Here in Canada, the number of sexually active teenagers who are regularly vaccinated against HPV (human papillomavirus) continues to grow. One of the first signs of that shift came last month when Statistics Canada found the number of sexual partners recorded on public health registries in 2016 exceeded the number of new vaccinations against HPV. The change can be traced to new tools that help prevent HPV-related cervical cancer and the support that vaccination brings. But where women and girls truly began to unite was in the efforts to make anti-HPV medication easier for women to access.
Where to get it
Start by visiting Planned Parenthood Toronto (PST) for help. The agency has seen a 30 percent increase in the number of new vaccines requested in 2018. Clinics and clinics are more often located in communities, such as Loganberry, where more young women are regularly receiving vaccinations, PST officials say.

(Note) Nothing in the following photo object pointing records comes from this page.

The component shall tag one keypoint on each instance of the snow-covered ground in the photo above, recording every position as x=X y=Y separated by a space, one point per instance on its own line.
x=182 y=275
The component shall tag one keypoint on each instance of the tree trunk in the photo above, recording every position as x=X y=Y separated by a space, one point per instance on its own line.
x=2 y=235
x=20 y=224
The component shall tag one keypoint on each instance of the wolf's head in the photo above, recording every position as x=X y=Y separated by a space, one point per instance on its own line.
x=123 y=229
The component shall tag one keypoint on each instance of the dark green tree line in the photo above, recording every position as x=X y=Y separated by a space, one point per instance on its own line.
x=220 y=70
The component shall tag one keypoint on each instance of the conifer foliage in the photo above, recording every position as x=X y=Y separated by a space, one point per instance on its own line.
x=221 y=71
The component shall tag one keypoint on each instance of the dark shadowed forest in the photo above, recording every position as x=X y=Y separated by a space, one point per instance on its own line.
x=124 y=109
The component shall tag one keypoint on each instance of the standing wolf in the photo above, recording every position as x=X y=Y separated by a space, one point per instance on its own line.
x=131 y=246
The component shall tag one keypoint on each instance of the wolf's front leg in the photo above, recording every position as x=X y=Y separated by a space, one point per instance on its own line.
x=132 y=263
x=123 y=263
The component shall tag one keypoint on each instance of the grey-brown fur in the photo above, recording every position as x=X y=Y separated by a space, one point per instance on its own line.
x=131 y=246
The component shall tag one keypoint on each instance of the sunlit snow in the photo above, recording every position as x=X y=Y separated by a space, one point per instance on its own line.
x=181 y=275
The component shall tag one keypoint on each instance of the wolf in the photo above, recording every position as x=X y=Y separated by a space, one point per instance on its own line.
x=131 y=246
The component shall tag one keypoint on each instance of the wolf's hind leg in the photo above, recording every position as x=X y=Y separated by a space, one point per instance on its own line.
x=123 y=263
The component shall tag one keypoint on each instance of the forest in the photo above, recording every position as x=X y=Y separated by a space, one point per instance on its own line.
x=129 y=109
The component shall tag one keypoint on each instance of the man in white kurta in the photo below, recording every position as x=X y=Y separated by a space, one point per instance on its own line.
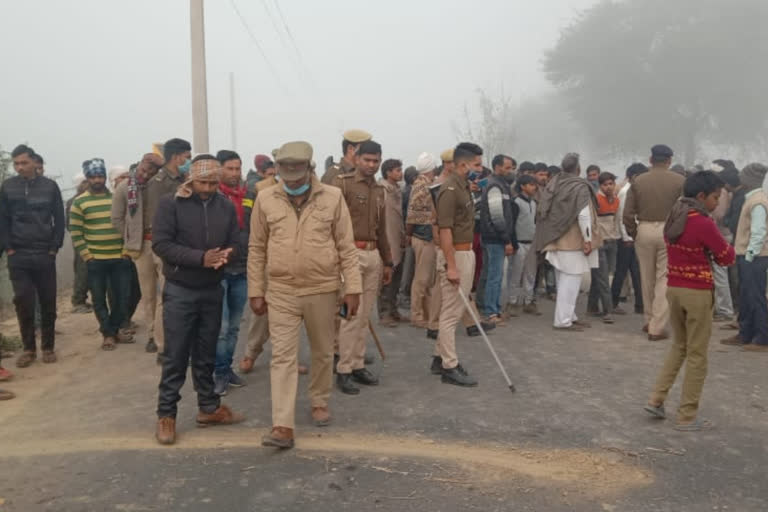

“Some clinics in the city have dramatically increased their marketing around vaccines,” said Julianne Fisher, vice president of public health.
Because vaccines are most effective when they’re started at a young age, the agency offers a local information center at their primary clinic in north Toronto, and discusses vaccines and the HPV vaccine with those it serves.
A Provincial Action Plan
Recently, Ontario officials released a provincial plan to better protect young women against HPV. The project will see them reduce waiting times for prevention services, encourage new promotional programs and work toward eliminating all uncollected unvaccinated immunizations from homes and health clinics.
“When something like an HPV vaccine or another vaccine comes in that can prevent a whole variety of diseases, you really have to stop buying into this narrative of this was good enough, people’s resistance is going to overcome this, the resistance is going to overtake us,” Fisher said. “It’s time to recognize the importance of how in life really you need to protect the group you’re a part of.”